IRR in Capital Budgeting

Aug 20, 2025

Overview

This lecture covers the Internal Rate of Return (IRR) as a capital budgeting rule, compares it to NPV and Payback methods, and explains how to handle conflicts between decision rules.

Internal Rate of Return (IRR) Rule

  • IRR is the discount rate that sets a project's Net Present Value (NPV) to zero.
  • IRR measures the average yearly return of a project.
  • Accept a project if its IRR is higher than its cost of capital; reject it if IRR is lower.
  • To calculate IRR, set the NPV equation to zero and solve for the discount rate.
  • In Excel, use the =IRR() function, specifying all yearly cash flows (including zeros for years with no cash flow).

IRR Calculation Example

  • Project A: Cash flows are -$100 (Year 0), $10 (Year 1), $60 (Year 2), $80 (Year 3); IRR is 18.1%.
  • Project B: Cash flows are -$100 (Year 0), $70 (Year 1), $50 (Year 2), $20 (Year 3); IRR is 23.6%.

Limitations of IRR

  • IRR works for projects with conventional cash flows (initial outflow followed by inflows).
  • Non-conventional cash flows (cash flow sign changes more than once) can result in multiple IRRs, making IRR rule unreliable.
  • IRR does not account for project scale; higher IRR does not always mean better value if project size differs.

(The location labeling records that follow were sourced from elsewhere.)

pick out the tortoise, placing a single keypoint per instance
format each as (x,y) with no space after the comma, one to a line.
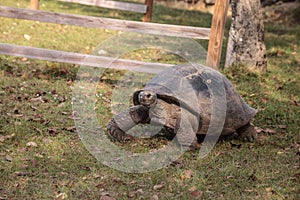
(180,99)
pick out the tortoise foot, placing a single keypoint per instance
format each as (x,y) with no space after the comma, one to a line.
(247,133)
(116,133)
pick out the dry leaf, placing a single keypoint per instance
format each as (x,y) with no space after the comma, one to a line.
(106,197)
(270,131)
(159,186)
(154,197)
(259,129)
(8,158)
(197,194)
(187,174)
(282,126)
(192,189)
(27,37)
(61,196)
(31,144)
(71,128)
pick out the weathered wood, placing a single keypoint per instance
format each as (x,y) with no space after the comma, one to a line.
(148,15)
(106,23)
(217,33)
(133,7)
(81,59)
(246,44)
(34,4)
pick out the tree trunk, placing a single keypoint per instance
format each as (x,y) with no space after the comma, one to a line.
(246,36)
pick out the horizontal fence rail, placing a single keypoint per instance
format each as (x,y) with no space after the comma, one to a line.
(106,23)
(82,59)
(133,7)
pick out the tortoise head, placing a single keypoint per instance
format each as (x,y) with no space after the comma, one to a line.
(147,98)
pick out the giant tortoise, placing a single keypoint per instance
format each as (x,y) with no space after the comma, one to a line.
(180,99)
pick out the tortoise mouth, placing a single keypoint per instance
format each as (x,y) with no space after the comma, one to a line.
(147,98)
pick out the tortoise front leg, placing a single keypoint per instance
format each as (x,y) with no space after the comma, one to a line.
(122,122)
(186,129)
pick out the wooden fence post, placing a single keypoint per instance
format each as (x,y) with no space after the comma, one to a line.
(34,4)
(217,33)
(148,15)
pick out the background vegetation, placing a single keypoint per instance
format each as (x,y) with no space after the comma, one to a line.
(41,156)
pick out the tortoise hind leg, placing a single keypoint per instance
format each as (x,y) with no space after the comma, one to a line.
(185,129)
(126,120)
(247,132)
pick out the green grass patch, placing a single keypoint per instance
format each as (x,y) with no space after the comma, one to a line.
(42,157)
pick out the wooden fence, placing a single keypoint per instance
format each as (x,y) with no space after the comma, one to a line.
(213,34)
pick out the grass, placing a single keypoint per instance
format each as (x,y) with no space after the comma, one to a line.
(35,106)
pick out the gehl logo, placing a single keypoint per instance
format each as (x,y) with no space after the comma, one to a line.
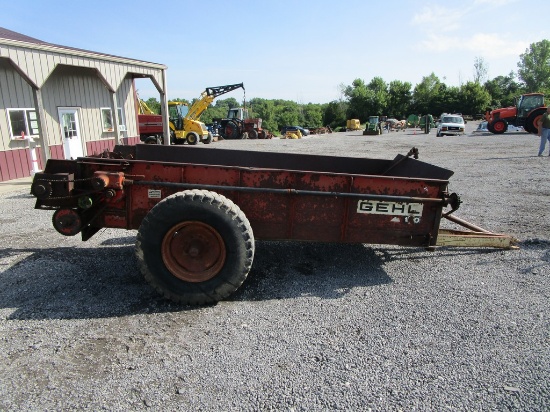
(377,207)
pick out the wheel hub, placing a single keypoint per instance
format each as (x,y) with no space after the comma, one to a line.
(193,251)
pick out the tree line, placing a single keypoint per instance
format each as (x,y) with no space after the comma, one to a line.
(398,99)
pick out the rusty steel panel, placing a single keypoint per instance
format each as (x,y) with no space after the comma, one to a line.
(298,197)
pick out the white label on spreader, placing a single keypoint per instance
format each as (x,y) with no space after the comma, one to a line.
(378,207)
(154,194)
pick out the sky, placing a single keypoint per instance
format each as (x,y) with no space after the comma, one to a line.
(303,51)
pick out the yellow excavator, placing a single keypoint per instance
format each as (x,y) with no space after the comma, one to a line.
(189,128)
(185,124)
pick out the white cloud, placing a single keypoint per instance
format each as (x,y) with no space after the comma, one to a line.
(437,18)
(489,45)
(494,3)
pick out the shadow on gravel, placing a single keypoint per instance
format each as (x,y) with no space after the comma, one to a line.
(82,283)
(286,270)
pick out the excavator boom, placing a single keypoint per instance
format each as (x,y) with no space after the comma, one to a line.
(207,97)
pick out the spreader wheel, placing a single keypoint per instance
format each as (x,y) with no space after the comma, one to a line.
(195,247)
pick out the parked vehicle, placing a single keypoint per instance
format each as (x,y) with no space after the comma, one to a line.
(528,110)
(303,131)
(239,125)
(451,125)
(373,126)
(353,124)
(185,124)
(198,212)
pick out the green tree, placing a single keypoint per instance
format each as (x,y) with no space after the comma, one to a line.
(334,114)
(313,115)
(534,67)
(503,90)
(264,109)
(287,113)
(474,98)
(359,99)
(480,70)
(426,97)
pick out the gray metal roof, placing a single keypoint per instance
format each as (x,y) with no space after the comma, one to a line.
(11,35)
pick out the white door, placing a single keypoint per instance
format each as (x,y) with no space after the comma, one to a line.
(70,132)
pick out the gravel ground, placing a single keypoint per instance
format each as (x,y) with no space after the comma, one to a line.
(314,327)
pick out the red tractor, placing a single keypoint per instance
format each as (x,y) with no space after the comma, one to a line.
(239,125)
(527,112)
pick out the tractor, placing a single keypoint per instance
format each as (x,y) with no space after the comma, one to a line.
(373,126)
(526,113)
(239,125)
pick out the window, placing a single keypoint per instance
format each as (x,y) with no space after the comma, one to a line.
(107,120)
(23,121)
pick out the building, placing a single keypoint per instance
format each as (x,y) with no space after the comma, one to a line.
(60,102)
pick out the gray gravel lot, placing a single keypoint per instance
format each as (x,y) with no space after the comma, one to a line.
(315,326)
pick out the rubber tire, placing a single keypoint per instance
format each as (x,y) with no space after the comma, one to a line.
(209,208)
(231,130)
(497,128)
(530,122)
(252,134)
(192,138)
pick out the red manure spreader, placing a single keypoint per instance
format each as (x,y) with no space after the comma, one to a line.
(198,211)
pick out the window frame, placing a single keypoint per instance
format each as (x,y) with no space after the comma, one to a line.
(107,110)
(28,122)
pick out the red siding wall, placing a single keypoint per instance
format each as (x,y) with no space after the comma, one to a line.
(130,141)
(56,152)
(15,164)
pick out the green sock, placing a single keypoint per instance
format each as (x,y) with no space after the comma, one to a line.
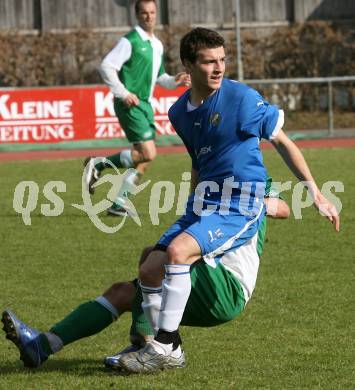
(115,159)
(87,319)
(140,325)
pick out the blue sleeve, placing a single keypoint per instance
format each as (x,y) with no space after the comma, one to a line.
(257,117)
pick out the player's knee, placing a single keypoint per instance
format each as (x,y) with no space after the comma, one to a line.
(149,155)
(120,295)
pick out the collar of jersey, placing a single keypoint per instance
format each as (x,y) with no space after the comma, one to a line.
(143,34)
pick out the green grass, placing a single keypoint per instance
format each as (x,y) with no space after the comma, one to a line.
(296,332)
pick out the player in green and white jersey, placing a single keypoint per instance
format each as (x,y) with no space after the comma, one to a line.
(131,70)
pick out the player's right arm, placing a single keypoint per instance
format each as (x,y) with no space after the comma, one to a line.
(111,65)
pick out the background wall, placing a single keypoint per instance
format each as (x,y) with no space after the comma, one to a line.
(49,15)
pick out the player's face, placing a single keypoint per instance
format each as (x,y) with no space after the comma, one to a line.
(147,16)
(208,69)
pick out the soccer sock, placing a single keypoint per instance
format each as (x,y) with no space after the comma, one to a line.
(140,324)
(87,319)
(118,160)
(152,298)
(176,291)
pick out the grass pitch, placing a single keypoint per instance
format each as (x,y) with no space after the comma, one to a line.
(296,332)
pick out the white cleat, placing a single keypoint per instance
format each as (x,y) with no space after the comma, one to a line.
(148,360)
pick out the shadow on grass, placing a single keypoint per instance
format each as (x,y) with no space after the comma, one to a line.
(80,367)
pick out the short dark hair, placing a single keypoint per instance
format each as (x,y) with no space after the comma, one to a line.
(138,4)
(197,39)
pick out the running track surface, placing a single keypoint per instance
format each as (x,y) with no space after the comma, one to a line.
(79,153)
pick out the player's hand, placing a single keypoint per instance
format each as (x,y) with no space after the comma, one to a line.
(327,209)
(182,79)
(131,100)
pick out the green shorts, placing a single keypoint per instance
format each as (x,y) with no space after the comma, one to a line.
(216,296)
(137,122)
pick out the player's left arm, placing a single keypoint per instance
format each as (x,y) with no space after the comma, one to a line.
(293,157)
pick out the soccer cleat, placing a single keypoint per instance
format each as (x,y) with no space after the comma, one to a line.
(113,362)
(117,211)
(91,174)
(148,360)
(25,338)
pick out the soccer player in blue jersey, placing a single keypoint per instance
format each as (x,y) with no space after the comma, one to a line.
(221,123)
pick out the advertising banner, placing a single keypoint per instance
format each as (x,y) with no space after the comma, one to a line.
(55,115)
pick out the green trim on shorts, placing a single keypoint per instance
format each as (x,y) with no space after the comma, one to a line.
(137,122)
(216,296)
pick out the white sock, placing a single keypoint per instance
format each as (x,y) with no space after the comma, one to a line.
(151,304)
(55,342)
(176,291)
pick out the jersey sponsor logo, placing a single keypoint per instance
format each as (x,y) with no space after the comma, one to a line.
(34,120)
(215,119)
(203,150)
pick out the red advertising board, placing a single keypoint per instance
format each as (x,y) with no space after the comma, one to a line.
(52,115)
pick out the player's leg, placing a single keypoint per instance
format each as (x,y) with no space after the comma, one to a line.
(142,154)
(232,233)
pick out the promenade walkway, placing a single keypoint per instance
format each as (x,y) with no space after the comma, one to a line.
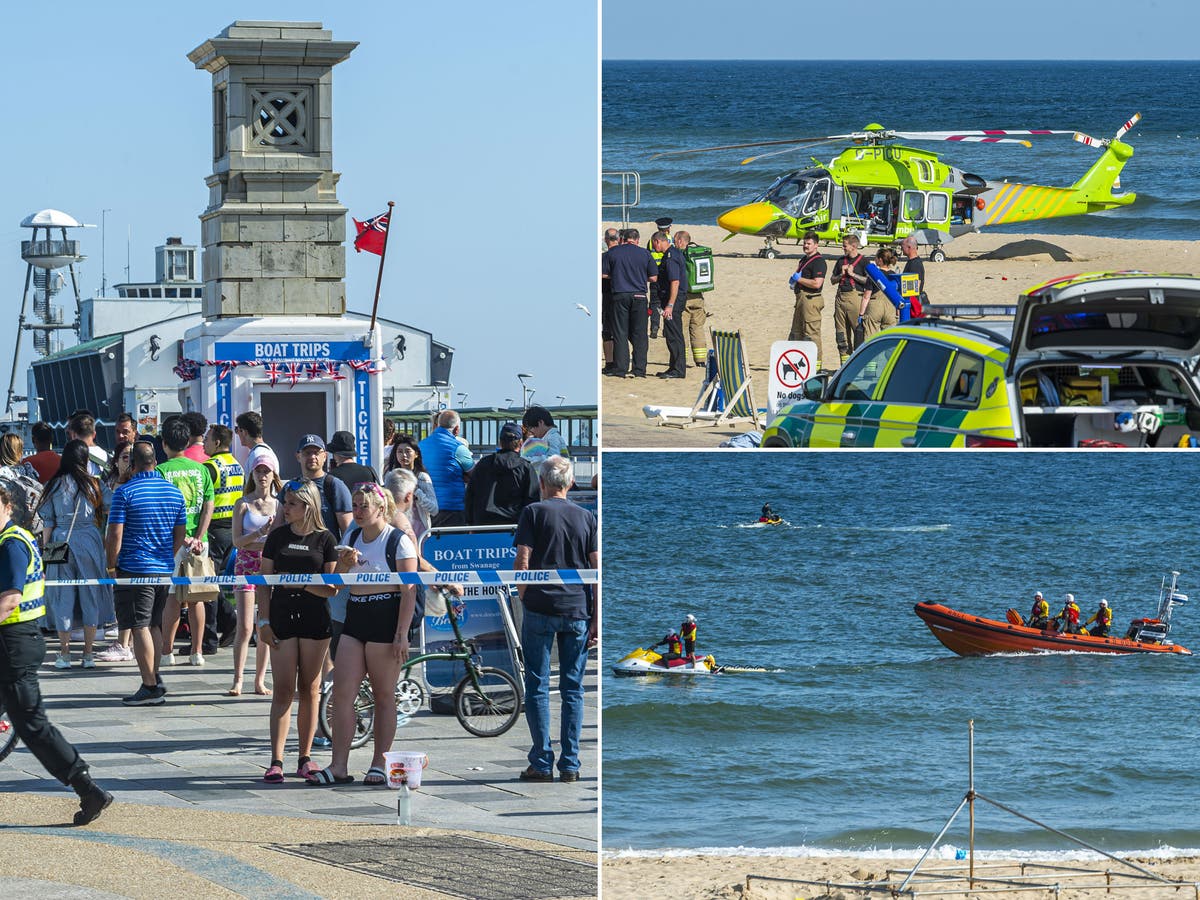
(192,815)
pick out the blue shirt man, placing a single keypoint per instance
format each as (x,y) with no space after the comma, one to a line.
(448,461)
(556,534)
(629,268)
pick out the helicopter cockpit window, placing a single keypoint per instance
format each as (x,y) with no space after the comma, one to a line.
(915,205)
(937,208)
(798,193)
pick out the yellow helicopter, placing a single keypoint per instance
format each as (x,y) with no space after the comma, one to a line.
(883,192)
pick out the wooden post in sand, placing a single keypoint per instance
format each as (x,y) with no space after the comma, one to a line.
(971,802)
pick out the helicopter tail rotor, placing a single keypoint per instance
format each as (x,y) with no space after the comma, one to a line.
(1089,141)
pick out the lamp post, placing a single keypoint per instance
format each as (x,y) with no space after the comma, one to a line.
(525,389)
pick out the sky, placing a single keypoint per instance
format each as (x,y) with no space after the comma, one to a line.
(479,120)
(883,29)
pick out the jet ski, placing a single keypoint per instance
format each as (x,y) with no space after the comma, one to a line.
(646,663)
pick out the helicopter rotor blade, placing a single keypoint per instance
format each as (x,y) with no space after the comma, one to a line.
(1133,120)
(789,150)
(753,143)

Comparing Capital Budgeting Rules

  • NPV and IRR both consider time value of money and risk; preferred over the Payback Rule.
  • For independent projects: Accept all projects with positive NPV and IRR > cost of capital.
  • For mutually exclusive projects: Choose the one with the highest NPV (NPV rule) or highest IRR (IRR rule).
  • Payback Rule: Accept projects that recoup investment within a set period; may give different results than NPV or IRR.

Conflicts Between Rules

  • At higher cost of capital (ex: 10%), all rules may agree—accept both if independent, pick B if exclusive.
  • At a lower cost of capital (ex: 5%), NPV and IRR may give conflicting recommendations; NPV rule is preferred for final decision.

Key Terms & Definitions

  • Internal Rate of Return (IRR) — Discount rate at which project NPV equals zero.
  • Net Present Value (NPV) — Present value of all project cash flows, both in and out.
  • Cost of Capital — Required return to make a project worthwhile.
  • Conventional Cash Flow — Cash flows with a single sign change (outflow to inflow).
  • Mutually Exclusive Projects — Only one project out of several can be chosen.

Action Items / Next Steps

  • Practice calculating IRR using Excel with provided cash flows.
  • Know when to prioritize NPV rule if investment rules conflict.